Sa mère avait-elle connu cela, quand elle lui avait donné naissance? Était-ce pour cela qu'elle ne l'avait jamais acceptée? Comment pouvait-on demander qu'on vous aime, si vous causiez une telle douleur aux autres?

Lorsque l'aiguille des minutes eut fait quatre fois le tour du cadran, sans se presser, et qu'elle eut presque perdu connaissance, ils vinrent à nouveau fourrer leurs doigts en elle. Le moment était venu. Elle s'était ouverte de quatre centimètres. Mais ils avaient dû se tromper dans leurs calculs. Son corps était en morceaux, rien n'était plus en place.

On la fit asseoir sur un siège de travail, jambes écartées, le bas-ventre exposé à la vue de tous. Et on lui dit de pousser.

Elle essaya de faire ce qu'on lui disait, mais elle avait le sentiment que, si elle obéissait, elle allait se fendre en deux. Depuis le menton jusqu'à la nuque. Elle gémit et supplia qu'on lui épargne cette douleur, mais les autres étaient au service de cette force, eux aussi. Ils ne feraient rien pour lui venir en aide.

Soudain, elle les entendit dire qu'ils voyaient la tête. Il fallait qu'elle se retienne.

Une tête. Ils voyaient une tête. Une tête était en train de sortir d'elle.

Plus qu'une fois, Sibylla, et ce sera fini. Soudain, les cris d'un enfant percèrent le silence de la salle et la douleur perdit peu à peu de son intensité, l'abandonnant aussi vite qu'elle était venue.
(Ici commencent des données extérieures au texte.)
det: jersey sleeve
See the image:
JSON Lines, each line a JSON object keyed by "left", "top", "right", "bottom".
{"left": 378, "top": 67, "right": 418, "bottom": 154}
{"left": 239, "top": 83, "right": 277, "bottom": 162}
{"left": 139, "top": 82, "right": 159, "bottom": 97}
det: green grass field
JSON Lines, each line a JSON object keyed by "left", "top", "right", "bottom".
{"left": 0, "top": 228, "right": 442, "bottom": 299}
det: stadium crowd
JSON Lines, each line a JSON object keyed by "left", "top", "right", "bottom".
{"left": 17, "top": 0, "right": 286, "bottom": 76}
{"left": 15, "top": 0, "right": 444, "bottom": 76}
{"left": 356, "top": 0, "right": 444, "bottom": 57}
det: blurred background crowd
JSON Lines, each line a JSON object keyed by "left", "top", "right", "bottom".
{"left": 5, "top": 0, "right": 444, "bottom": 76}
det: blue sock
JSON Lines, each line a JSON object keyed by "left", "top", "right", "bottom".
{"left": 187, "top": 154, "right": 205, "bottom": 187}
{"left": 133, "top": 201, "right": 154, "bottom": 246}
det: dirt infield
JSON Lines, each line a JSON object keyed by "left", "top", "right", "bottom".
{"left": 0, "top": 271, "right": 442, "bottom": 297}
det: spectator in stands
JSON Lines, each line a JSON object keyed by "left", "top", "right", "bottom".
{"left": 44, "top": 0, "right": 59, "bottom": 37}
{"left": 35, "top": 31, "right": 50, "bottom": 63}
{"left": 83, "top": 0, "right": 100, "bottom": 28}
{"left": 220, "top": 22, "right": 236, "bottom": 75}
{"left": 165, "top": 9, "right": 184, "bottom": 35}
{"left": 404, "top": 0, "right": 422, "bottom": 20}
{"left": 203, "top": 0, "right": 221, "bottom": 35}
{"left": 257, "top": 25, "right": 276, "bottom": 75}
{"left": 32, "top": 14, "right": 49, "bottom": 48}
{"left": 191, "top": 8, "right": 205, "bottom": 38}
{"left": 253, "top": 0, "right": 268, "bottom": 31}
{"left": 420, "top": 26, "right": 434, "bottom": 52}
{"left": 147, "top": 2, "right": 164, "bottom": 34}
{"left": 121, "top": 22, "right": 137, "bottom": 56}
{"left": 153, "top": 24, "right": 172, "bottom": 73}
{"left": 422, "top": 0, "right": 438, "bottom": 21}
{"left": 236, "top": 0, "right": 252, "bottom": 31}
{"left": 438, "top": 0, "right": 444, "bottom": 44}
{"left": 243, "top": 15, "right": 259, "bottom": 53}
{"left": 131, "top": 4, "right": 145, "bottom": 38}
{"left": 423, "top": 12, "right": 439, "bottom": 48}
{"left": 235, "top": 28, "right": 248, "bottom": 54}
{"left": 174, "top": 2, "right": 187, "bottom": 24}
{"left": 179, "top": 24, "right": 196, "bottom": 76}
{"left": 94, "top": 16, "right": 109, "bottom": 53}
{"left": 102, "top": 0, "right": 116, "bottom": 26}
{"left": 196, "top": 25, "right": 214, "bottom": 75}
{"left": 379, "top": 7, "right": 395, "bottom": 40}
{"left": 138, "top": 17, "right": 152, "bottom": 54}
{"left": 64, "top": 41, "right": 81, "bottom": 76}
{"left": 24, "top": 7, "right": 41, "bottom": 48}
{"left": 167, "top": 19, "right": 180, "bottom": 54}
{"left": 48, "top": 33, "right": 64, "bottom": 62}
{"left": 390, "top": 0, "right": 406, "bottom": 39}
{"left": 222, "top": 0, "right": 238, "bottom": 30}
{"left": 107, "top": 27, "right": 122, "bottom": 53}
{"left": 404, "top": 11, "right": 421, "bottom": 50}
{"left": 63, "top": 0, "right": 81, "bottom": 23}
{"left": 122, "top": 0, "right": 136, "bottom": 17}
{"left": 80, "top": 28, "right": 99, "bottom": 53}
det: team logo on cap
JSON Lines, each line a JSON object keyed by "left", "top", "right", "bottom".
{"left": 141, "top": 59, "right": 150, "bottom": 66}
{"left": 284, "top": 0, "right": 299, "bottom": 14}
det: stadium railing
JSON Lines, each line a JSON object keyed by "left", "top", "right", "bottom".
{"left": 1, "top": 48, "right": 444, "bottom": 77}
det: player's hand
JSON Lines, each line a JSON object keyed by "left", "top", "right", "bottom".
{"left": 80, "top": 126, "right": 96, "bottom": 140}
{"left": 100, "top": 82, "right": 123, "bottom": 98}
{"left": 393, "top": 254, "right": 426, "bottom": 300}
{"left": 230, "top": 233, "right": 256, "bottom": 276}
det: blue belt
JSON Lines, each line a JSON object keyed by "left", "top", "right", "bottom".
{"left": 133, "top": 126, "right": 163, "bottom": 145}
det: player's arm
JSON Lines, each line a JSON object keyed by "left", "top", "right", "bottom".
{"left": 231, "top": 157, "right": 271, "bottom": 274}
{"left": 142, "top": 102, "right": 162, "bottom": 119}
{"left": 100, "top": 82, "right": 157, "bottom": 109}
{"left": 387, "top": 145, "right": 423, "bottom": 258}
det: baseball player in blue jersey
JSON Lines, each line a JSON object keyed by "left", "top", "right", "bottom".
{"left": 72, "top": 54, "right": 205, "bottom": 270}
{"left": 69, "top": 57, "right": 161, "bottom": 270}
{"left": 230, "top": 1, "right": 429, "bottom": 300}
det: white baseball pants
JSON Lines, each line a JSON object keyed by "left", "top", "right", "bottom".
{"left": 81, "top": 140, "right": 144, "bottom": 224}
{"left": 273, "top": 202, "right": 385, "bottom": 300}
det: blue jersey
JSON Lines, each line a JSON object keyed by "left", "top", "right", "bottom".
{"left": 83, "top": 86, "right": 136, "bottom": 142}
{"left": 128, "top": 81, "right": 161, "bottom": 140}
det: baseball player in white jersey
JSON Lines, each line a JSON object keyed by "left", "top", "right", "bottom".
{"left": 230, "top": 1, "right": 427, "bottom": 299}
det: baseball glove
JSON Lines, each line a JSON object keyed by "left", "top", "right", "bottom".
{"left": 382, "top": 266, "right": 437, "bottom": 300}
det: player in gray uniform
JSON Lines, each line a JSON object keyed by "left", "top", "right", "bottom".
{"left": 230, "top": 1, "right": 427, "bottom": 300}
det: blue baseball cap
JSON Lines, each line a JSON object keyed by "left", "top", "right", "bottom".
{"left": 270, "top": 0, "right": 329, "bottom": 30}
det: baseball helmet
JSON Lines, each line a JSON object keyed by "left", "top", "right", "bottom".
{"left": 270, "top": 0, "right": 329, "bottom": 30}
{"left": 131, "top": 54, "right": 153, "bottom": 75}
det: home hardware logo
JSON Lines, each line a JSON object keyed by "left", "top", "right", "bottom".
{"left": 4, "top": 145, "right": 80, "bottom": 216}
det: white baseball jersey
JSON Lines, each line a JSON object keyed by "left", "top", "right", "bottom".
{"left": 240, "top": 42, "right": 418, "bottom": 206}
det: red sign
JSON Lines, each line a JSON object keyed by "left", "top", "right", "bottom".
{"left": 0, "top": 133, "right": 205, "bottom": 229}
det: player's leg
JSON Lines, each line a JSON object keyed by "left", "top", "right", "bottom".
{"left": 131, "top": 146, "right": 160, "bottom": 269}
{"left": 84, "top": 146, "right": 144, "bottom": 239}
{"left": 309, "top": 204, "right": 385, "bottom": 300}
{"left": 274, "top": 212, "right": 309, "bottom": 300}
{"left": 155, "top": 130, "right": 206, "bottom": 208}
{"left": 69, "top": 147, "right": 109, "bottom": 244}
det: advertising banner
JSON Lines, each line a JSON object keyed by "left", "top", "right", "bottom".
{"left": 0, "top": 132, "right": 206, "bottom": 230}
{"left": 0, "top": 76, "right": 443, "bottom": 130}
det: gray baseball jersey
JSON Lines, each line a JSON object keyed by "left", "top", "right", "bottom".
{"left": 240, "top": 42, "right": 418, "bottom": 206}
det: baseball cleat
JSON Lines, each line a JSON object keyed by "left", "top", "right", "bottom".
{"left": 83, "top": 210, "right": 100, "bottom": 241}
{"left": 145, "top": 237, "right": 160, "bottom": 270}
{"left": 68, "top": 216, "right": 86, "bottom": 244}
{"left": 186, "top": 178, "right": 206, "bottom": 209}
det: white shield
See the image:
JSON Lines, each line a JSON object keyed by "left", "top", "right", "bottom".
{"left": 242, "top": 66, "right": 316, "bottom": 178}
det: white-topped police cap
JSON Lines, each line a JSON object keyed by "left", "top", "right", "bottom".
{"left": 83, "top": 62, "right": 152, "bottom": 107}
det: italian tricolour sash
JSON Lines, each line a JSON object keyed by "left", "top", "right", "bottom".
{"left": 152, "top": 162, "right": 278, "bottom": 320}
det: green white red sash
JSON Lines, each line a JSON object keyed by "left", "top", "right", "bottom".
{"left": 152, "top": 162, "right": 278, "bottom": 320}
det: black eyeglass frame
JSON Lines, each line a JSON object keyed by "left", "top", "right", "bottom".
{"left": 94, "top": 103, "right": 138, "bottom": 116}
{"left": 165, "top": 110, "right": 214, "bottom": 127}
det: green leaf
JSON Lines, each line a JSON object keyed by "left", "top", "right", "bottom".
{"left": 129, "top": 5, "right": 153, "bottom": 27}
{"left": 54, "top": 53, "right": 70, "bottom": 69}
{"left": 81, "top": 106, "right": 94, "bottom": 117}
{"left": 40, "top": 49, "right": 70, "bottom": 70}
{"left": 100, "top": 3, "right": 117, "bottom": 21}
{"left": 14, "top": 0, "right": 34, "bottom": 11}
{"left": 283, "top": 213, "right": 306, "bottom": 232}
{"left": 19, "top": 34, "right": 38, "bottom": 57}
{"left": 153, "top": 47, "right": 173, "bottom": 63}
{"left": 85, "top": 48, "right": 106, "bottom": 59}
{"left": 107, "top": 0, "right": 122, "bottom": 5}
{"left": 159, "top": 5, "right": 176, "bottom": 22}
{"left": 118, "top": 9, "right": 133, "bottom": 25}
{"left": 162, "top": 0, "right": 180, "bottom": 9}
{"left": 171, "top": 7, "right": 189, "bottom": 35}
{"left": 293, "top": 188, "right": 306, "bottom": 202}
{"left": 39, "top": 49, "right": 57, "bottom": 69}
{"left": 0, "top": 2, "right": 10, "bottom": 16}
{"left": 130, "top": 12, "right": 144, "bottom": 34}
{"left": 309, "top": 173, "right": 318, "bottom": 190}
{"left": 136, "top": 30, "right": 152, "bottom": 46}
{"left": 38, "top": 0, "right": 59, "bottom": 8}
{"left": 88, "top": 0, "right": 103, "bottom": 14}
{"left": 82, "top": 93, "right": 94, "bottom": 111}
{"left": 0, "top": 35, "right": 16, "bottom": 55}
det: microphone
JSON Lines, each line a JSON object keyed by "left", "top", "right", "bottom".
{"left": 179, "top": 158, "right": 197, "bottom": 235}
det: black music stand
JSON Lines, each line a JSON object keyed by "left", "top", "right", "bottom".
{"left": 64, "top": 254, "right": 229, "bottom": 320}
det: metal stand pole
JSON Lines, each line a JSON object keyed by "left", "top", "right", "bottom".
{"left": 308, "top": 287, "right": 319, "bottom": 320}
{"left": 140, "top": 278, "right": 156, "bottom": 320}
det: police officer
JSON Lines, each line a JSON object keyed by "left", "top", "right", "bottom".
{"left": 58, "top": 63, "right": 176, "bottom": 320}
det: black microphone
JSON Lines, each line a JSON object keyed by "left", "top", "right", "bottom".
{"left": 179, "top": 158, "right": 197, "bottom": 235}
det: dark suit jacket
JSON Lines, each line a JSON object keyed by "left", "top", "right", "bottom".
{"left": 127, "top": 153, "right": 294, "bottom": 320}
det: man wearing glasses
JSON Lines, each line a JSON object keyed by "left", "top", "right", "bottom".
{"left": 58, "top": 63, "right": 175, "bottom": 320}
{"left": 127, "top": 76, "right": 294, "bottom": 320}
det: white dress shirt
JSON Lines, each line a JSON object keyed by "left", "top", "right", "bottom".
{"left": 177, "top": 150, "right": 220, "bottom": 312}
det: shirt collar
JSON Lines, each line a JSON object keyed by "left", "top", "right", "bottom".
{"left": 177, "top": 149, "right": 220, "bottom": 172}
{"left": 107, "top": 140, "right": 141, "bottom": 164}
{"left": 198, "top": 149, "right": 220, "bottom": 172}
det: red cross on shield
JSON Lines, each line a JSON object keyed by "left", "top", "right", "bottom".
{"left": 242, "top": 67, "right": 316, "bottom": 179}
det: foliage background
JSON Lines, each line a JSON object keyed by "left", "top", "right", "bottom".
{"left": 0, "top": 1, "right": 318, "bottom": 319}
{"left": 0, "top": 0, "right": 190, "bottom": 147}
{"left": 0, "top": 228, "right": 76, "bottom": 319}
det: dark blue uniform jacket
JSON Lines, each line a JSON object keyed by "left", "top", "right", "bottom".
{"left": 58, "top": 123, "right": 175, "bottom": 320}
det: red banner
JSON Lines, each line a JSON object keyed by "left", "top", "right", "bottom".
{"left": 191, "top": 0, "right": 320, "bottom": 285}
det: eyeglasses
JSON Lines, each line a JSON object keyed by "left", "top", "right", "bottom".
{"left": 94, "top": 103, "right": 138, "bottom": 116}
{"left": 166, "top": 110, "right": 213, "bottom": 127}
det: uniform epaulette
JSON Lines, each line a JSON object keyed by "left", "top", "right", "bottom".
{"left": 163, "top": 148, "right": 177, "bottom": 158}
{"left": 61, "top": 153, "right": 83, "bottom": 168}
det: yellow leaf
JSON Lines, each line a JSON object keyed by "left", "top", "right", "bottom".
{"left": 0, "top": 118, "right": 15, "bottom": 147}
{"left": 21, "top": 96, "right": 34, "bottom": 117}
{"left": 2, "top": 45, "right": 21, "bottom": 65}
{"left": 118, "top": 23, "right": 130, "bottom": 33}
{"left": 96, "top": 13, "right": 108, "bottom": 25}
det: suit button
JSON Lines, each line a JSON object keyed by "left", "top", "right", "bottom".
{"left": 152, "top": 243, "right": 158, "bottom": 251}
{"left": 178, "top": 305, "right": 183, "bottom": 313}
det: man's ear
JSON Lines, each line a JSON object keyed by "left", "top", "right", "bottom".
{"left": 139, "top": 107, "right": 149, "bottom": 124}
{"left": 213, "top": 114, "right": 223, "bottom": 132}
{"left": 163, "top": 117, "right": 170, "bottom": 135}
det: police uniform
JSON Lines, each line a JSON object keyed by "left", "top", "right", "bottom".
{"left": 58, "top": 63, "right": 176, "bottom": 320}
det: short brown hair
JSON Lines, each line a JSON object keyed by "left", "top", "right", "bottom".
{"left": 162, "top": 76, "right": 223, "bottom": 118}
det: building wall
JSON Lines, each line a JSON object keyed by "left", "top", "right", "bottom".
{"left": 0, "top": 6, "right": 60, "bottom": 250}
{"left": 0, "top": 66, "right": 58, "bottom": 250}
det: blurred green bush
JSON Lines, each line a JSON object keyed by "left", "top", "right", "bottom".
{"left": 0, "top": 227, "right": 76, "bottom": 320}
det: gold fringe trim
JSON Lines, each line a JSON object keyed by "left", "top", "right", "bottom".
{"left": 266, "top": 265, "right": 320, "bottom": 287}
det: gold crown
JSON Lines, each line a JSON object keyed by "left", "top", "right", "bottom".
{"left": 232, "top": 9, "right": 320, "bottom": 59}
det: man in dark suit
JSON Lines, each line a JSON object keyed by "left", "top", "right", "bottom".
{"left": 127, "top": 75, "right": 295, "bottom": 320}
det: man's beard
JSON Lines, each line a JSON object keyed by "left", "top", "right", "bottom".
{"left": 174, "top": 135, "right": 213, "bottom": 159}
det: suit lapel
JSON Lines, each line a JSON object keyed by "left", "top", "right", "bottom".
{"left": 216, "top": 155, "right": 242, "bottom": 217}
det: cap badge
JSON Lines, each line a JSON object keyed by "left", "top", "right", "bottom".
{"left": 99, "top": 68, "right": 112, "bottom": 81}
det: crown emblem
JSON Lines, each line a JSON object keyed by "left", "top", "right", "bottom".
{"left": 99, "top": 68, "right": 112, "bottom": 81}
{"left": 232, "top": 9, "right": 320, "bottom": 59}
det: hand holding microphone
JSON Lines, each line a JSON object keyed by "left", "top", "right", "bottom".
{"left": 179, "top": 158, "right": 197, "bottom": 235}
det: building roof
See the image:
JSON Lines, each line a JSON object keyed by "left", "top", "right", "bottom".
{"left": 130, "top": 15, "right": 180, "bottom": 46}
Elle tourna la tête et aperçut une petite tête aux cheveux bruns qui disparaissait par la porte, dans les bras d'une infirmière.

L'aiguille des minutes fit encore un petit saut. De façon aussi régulière que si tout avait été normal.

Un être humain venait de sortir d'elle.

Un petit être humain, avec une petite tête affublée de poils bruns.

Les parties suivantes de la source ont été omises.